In the specific implementation, we use a two-stage distillation paradigm to distill the coarse sorting model based on the pre-trained fine sorting model. The distillation Loss uses the minimum square error of the output of the coarse sorting model and the output of the fine sorting model, and adds a parameter Lambda to control the effect of distillation Loss on the final Loss, as shown in formula (1). Using the method of fractional distillation, offline effect Recall@150 +5PP, online effect CTR +0.05%.

3.1.3 Feature Representation Distillation

In the industry, it has been verified that it is an effective way to improve the effect of the model by using knowledge distillation to guide the rough sorting representation modeling [7]. However, directly using the traditional method to distill the representation has the following defects: First, it is impossible to distill coarse sorting and fine sorting. The sorting relationship between the rows, and as mentioned above, the sorting results distillation in our scenario, both offline and online are effective; the second is the traditional knowledge distillation scheme that uses KL divergence as a representation metric, and the representation Each dimension is treated independently and cannot effectively distill highly related and structured information [9]. In the Meituan search scenario, the data is highly structured, so it is possible to use traditional knowledge distillation strategies for representation distillation. This structured knowledge cannot be captured well.

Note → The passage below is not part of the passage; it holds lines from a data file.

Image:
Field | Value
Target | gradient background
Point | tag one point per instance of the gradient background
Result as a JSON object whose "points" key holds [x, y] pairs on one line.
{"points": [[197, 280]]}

On the basis of the above formula (1), supplementary comparative learning to represent distillation Loss, offline effect Recall@150 +14PP, online CTR +0.15%. Details of related work can be found in our paper [10] (under submission).

3.2 Joint optimization of effect performance

As mentioned above, the candidate set of coarse ranking for online prediction is relatively large. Considering the constraints of the whole link performance of the system, the coarse ranking needs to consider the prediction efficiency. The work mentioned above is optimized based on the paradigm of simple DNN + distillation, but there are the following two problems:

• Currently limited by online performance, only simple features are used, and richer cross-features are not introduced, resulting in further improvement of the model effect.
• Distillation with a fixed coarse-row model structure loses the distillation effect, resulting in suboptimal solutions [11].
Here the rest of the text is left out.